The Peabody Institute has launched the new Pathways to Peabody program. Funded by a renewable $250,000 grant from the Jack Kent Cooke Foundation, Pathways will enable talented kids ages 12–17 from low-income families from Baltimore City and the surrounding counties to study at Peabody. This fall, the program will provide full-tuition scholarships for 35 singers, pianists, string players, and other classical and jazz instrumentalists.

The School of Education has introduced its new Online Educational Leadership Institute. Leaders of educational organizations, companies, charters, and preK–12 schools can earn graduate credits in four courses: Leadership in Educational Organization; Strategic Systems Change and Action Planning; Power, Politics, and Policy in Education; and Turnaround School Leadership.

Education Assistant Professor Anita Young has published School Counseling Leadership: The Essential Practice (American School Counselor Association, 2013). Co-authored by Marcy Miller Kneale, the book offers a framework for enhancing school counseling leadership capacity.

Stephen Bosworth, former U.S. ambassador to the Republic of Korea, has joined the university as the new chairman of the Paul H. Nitze School of Advanced International Studies' U.S.-Korea Institute. Bosworth was formerly dean of Tufts University's Fletcher School of Law and Diplomacy. During his 30 years in the Foreign Service, he served as U.S. ambassador to Tunisia, the Philippines, and the Republic of Korea as well as director of policy planning at the State Department.

Cardiac surgeon Levi Watkins Jr. **, associate dean for postdoctoral programs and faculty development at the **School of Medicine and the first African-American chief resident in cardiac surgery in the history of Johns Hopkins Hospital, has announced that he will retire, effective December 31.

Julie A. Freischlag, director of Medicine's Department of Surgery and surgeon-in-chief at Johns Hopkins Hospital, has been elected the first female president of the Society for Vascular Surgery.
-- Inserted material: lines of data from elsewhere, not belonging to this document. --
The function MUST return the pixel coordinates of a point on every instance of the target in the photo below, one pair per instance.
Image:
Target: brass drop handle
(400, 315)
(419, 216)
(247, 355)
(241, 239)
Bruce A. Perler, chief of the Division of Vascular Surgery, was elected vice president of the society.

William Egginton, an Andrew W. Mellon Professor in the Humanities and chair of the Department of German and Romance Languages and Literatures, has been named the Krieger School's vice dean of graduate education. Egginton will continue to teach in the department, though he will step down as chair.

Sara Bennett, an expert in comparative health systems, has been named director of the School of Public Health's Doctor in Public Health program. Bennett, an associate professor in the Department of International Health, researches health financing, the role of the private sector, and the impact of health initiatives on health systems.